Photo: Spain: With Surprising Number of Allegedly Stolen Babies, Gov't to Set Up Database
Following a wave of allegations of illegal adoptions, Spain’s government pledged Thursday to set up a database of infants who may have been stolen during the 1939-1975 Franco dictatorship and beyond.
The government announced that and other measures after meeting with associations of affected parents and families on Thursday, the same day the first suspect in the baby-stealing scandal, 80-year-old Sister Maria Gomez Valbuena, appeared before Madrid’s Superior Tribunal of Justice.
Prosecutors in different Spanish provinces are investigating hundreds of cases of alleged child-stealing, especially between 1950 and 1990.
The national government, which said the measures are aimed at “determining the real scope of the problem,” also will create a working group coordinated by the Justice Ministry and the Attorney General’s Office.

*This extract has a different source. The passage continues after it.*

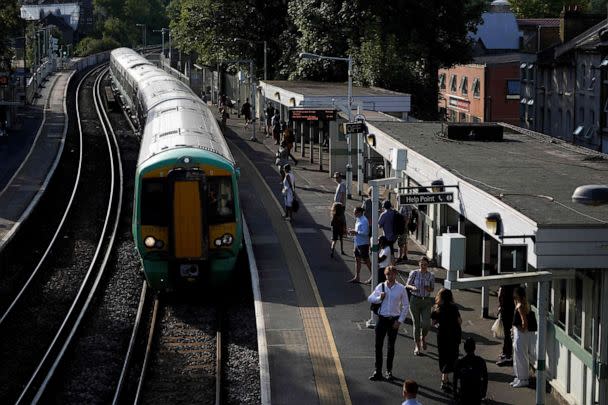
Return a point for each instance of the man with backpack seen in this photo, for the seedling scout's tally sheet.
(470, 376)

The Justice Ministry will facilitate efforts to gather evidence from public registries, including information about births and possible deaths of newborns over the past 50 years.
Health officials, for their part, will gather information from hospitals after gaining prior authorization, working in collaboration with regional health services.
The justice, interior and health ministers - Alberto Ruiz-Gallardon, Jorge Fernandez Diaz and Ana Mato, respectively - and Attorney General Eduardo Torres-Dulce met Thursday with representatives of associations comprising people who say their babies were taken from them.
More than 1,400 official enquiries had been opened and 14 exhumations carried out through Nov. 14, 2011.
The acting national ombudswoman, Maria Luisa Cava de Llano, has asked the AG’s office to send her updated information on the investigations.
Gomez Valbuena, who refused to testify in Thursday’s hearing, is the first person accused in the scandal; Maria Luisa Torres alleges the Sisters of Charity nun took her daughter from her in 1982 at a Madrid hospital.
The nun, who has been named in dozens of complaints filed by mothers who say their newborn children were stolen and “sold” into adoption, worked at the Santa Cristina hospital in the Spanish capital at the time the alleged crimes occurred.
Torres told the judge that Gomez Valbuena first tried to tell her the baby had died during labor and later said she was taking the newborn from her because she was an “adulterer” who was not married to the child’s father.
The scandal came to light in 2008 following the passage of the Historical Memory Law, when Spaniards began learning about children being snatched away from Republican families and placed with Franco supporters during the 1936-1939 civil war and subsequent dictatorship.